It’s OK to sacrifice absorption for blocking

March 1, 2018

Should you select ceiling panels with lower sound absorption with hopes of also blocking sound between rooms?

Rockfon Sonar and Infinity ceiling solutions installed in office meeting rooms.

Rockfon Sonar and Infinity ceiling solutions installed in Aercoustics office.

In the real world of building design, effective noise control should start with high absorption ratings for ceiling panels. Ceiling panels serve to absorb the noise in the room, preventing it from bouncing off surfaces and spreading through spaces and down corridors causing disruptions. In fact, the maximum permissible reverberation times are decreasing in building standards and guidelines, meaning high-performing ceilings (NRC 0.90+) are not only recommended, but in some spaces required. Where low-performing ceilings are installed, additional absorption on the walls and floor may be required, adding avoidable costs.
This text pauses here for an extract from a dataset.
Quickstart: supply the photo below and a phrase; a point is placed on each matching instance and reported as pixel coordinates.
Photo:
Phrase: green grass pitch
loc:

Even in enclosed spaces, such as meeting rooms, the need for absorption by ceiling panels is evident. For example, a conference room with no carpeting or acoustic wall panels which, in the past, may have only required an NRC of 0.60, now needs 0.90 from the ceiling panels to maintain the same reverberation time. For designers and architects to achieve successful acoustic experiences, they need to tap into the inherent strengths of their ceiling panels by focusing on their high absorption ratings.

Unfortunately, as designers navigate the range of ceiling panel solutions available, there are still products on the market that degrade this absorptive strength by trying to also provide adequate noise blocking. This misinformation about the use of dual-purpose or multi-functional ceiling panels is causing architects and designers to compromise the acoustics in their buildings and fall short of requirements set out in the standards and guidelines.

The best solution is to select an acoustic ceiling panel engineered to achieve the optimal level of absorption for the specific needs of each space.

The Truth

Good acoustic design begins with the optimal sound absorption rating for the ceiling and where required, the use of other effective architectural components like walls to block sound.